著作権の引用ルールとは?無断引用が許される4つの条件

ブログや報告書に他人の文章を載せたいものの、どこまでが引用として許されるのか迷う場面は少なくありません。著作権法は、公表された著作物であること、明瞭区別性、主従関係、出所明示という4つの条件を満たせば許諾なく引用できると定めています。出典の書き方、表記を整える手直しの可否、SNSや業務での利用、要件を欠いた場合の責任まで、相談例をもとに整理しました。適法な引用の目安がつかめます。

引用が許される4つの条件

他人の文章を自分の記事や資料に載せたいとき、著作権者の許諾がどこまで必要になるのかは気になるところです。著作権法32条は、一定の条件を満たせば許諾なく引用できると定めています。公表された著作物であること、明瞭区別性、主従関係、出所明示という4つの要件について、実際に寄せられた相談をもとに確認していきます。

(著作権法)論文を書く際の引用と参考の違いについて

相談者
1094546さんの相談
投稿日:

【相談の背景】
引用と参考の違いについて、著作権の質問です。

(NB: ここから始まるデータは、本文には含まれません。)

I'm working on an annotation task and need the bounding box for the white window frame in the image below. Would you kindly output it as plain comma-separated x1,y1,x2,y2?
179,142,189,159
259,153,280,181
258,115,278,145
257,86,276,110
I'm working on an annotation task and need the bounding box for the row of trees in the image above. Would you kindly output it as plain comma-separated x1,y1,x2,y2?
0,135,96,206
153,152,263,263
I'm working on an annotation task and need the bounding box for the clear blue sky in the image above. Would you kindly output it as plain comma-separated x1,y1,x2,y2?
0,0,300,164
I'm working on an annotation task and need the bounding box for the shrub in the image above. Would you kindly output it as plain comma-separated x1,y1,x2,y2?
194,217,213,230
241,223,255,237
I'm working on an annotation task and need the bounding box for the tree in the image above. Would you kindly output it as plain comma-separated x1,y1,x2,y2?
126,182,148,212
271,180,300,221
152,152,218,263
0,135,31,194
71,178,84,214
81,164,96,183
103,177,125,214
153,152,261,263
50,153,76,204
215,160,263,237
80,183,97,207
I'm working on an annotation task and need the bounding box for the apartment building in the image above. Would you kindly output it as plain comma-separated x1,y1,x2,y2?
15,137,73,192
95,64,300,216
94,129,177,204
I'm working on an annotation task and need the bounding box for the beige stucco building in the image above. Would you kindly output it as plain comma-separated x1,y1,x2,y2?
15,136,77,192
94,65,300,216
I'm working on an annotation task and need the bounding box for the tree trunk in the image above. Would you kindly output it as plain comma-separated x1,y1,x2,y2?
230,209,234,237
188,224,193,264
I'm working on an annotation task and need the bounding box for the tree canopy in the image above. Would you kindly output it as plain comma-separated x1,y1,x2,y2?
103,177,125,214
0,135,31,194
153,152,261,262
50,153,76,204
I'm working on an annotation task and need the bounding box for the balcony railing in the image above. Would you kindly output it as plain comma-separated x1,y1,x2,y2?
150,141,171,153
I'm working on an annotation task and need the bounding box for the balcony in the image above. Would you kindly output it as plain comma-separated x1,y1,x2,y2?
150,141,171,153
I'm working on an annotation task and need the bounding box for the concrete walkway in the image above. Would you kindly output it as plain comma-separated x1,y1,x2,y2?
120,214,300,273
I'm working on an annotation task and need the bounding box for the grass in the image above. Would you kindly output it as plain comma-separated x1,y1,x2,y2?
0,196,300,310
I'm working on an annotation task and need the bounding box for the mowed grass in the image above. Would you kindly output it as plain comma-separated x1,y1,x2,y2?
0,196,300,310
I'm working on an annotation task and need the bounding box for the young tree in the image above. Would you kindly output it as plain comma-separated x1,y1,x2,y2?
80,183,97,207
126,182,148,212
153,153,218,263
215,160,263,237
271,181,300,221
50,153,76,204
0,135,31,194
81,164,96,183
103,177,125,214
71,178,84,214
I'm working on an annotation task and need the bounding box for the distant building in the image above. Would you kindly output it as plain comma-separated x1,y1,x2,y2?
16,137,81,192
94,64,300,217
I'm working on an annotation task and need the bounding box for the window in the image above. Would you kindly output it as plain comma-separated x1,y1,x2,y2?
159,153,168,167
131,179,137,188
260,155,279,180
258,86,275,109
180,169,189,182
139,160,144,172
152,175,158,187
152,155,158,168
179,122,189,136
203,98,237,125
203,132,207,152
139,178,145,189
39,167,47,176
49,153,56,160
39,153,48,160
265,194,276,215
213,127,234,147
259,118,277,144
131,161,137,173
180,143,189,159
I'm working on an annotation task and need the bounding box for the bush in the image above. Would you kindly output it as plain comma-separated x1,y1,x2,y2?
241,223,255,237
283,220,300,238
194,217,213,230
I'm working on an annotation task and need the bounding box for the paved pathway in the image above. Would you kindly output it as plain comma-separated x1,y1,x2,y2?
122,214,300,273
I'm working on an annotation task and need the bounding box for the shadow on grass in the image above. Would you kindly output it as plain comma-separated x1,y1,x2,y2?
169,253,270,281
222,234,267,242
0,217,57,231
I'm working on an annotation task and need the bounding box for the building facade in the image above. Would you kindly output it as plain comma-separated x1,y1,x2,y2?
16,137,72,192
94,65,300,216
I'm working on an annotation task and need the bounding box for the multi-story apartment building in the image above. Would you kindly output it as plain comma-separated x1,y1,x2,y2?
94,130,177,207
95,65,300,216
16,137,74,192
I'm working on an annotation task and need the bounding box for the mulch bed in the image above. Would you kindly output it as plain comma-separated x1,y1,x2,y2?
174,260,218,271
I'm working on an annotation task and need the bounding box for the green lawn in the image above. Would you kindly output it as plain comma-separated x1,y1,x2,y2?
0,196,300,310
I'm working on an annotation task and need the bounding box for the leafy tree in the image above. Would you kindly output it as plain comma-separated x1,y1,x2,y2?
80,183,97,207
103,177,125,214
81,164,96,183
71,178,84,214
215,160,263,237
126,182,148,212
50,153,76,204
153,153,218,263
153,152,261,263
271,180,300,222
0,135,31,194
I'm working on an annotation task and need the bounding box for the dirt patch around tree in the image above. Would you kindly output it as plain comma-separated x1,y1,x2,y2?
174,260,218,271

まず前提として論文を書く際に他人の書いた文献をそのまま丸写ししたり、アレンジして書いた場合ですが基になっている資料文献(文章)の内容に表現が依拠している場合は剽窃となり著作権法侵害になると認識しています。

質問
引用とは異なるのですが、参考文献という形で文献の資料情報から事実関係のみを抽出して自分の言葉(考え)で表現して論文を書く場合は著作権侵害には当たらないですよね。

具体的には

何もない状態から論文を書くことは出来ないので資料や文献から情報を調べて論文を書く必要性はあります。

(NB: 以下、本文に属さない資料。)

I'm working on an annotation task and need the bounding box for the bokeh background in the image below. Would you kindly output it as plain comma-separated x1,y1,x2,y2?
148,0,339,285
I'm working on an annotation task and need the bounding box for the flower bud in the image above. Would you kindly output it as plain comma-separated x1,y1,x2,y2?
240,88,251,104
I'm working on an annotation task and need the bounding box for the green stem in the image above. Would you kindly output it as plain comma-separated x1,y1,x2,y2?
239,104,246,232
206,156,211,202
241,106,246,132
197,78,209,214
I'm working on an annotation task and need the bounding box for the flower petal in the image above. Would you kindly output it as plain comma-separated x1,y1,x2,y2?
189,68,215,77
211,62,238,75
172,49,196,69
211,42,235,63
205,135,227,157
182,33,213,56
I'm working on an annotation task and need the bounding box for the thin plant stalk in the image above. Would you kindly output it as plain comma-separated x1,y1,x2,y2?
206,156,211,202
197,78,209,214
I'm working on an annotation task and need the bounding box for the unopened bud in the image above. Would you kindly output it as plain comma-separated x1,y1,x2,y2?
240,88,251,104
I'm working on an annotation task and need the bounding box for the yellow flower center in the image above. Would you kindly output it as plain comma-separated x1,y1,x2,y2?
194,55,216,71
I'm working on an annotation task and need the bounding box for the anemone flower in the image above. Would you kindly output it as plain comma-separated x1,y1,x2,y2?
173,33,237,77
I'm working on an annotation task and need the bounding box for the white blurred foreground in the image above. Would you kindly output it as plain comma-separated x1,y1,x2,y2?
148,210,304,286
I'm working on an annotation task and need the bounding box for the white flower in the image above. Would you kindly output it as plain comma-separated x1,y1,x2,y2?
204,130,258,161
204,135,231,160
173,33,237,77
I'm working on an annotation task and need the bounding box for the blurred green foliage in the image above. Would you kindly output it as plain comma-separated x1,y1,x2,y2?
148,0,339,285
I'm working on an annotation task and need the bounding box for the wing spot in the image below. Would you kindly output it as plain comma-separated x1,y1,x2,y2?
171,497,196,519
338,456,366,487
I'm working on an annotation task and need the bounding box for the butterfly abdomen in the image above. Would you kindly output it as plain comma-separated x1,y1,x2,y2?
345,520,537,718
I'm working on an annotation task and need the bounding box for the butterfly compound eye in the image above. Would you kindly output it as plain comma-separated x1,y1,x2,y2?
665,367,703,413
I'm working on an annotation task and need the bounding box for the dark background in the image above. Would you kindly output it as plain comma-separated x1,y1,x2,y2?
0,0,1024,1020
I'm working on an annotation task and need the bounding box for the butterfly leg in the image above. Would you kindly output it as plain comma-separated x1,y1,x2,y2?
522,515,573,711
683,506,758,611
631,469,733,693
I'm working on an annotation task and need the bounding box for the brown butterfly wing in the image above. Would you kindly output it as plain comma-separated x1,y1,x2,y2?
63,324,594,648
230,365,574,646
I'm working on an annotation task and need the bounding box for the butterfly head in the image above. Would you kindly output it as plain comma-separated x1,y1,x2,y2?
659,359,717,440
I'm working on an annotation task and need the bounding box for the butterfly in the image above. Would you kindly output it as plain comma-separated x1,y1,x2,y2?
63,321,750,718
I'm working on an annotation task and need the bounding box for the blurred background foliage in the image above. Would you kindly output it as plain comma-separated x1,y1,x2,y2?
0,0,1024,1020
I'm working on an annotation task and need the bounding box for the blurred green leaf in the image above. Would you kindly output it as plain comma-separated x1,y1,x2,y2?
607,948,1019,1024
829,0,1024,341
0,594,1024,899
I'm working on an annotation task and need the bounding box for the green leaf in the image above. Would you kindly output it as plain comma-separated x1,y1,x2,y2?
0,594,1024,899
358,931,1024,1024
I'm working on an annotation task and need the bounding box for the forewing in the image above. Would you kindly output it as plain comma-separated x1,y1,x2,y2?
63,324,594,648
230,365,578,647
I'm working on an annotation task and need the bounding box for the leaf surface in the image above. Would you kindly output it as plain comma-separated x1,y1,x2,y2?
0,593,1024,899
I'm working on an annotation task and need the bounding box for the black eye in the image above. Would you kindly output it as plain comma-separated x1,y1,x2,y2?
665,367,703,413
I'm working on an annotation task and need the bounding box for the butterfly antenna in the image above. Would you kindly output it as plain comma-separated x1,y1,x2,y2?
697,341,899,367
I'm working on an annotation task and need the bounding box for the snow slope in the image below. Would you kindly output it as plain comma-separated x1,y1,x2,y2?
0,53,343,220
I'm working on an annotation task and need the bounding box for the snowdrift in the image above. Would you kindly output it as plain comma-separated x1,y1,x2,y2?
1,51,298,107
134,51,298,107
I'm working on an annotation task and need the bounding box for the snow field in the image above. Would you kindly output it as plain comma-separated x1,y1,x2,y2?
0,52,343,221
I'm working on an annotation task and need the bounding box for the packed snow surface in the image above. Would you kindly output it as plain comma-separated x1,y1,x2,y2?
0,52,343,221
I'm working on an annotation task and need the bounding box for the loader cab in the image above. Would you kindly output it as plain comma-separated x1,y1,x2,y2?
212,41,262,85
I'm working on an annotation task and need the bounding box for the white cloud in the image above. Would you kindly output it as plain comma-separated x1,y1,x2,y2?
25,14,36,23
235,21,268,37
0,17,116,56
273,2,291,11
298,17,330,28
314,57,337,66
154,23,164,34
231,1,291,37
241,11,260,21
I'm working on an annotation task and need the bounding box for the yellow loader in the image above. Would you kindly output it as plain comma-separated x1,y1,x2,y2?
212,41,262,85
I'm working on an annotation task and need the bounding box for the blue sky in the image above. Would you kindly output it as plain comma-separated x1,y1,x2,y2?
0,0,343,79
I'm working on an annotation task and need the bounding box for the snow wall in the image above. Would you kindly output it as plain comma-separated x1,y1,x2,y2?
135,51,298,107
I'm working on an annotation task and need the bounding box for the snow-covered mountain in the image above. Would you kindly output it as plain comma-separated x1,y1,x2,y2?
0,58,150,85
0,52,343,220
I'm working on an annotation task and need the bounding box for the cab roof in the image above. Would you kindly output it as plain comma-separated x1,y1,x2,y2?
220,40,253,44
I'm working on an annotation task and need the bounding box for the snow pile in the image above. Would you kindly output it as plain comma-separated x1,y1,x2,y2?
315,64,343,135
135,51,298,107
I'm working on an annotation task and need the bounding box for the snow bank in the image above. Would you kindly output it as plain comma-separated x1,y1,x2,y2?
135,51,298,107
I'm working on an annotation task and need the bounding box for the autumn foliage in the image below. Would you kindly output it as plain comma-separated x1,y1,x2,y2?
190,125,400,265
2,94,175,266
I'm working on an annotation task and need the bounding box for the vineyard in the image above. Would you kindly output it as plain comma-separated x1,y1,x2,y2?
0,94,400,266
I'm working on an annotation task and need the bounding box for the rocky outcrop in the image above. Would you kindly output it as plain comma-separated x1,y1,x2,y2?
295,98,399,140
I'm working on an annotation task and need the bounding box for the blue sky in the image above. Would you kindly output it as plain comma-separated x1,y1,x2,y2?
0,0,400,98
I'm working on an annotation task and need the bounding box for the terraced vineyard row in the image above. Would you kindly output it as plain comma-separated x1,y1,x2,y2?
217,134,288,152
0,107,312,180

その際に引用の場合は他人(筆者)の意見(思想・感情の表現)をそのまま引用する必要が場合は著作権法32条にある引用の条件を満たした上で主従関係や出所を明らかにした上で「引用」の範囲である場合は問題はないと認識しています。

また、引用ではないのですが「参考文献」としての体裁をとる場合もあると思います。客観的な単なる事実は著作物に当たらない(著作権法10条2項)とあるので、例えば「日本の人口は1億2500万人である」と文献に書かれてあっても、その事実自体は著作物ではないという認識で間違いないかと思います。従って、文献の資料から事実関係のみを抽出して自分の言葉(考え)で表現して論文を書く場合は著作権侵害には当たらないですよね。

【質問1】
著作権法について質問があります。論文を書く際の引用と参考の違いについて私の法的認識が正しいかをご教示いただけますでしょうか。

こういった引用はNG?

相談者
1013730さんの相談
投稿日:

【相談の背景】
とある一般人のブログにて、「引用の際に、その著作者でないといけない理由を説明できなければ、引用は認められない。無断転載だ。」とありました。

例えば、猫の生態について引用する際には、猫の寿命について解説したいくつもの書籍や論文の中で、その著作者でないといけない理由が必要とのこと。

また、とある田舎の風景について引用解説をする際に、いくつもの写真家がいる中で、なぜ写真家Aから引用をしたのかを説明できなければいけないとのこと。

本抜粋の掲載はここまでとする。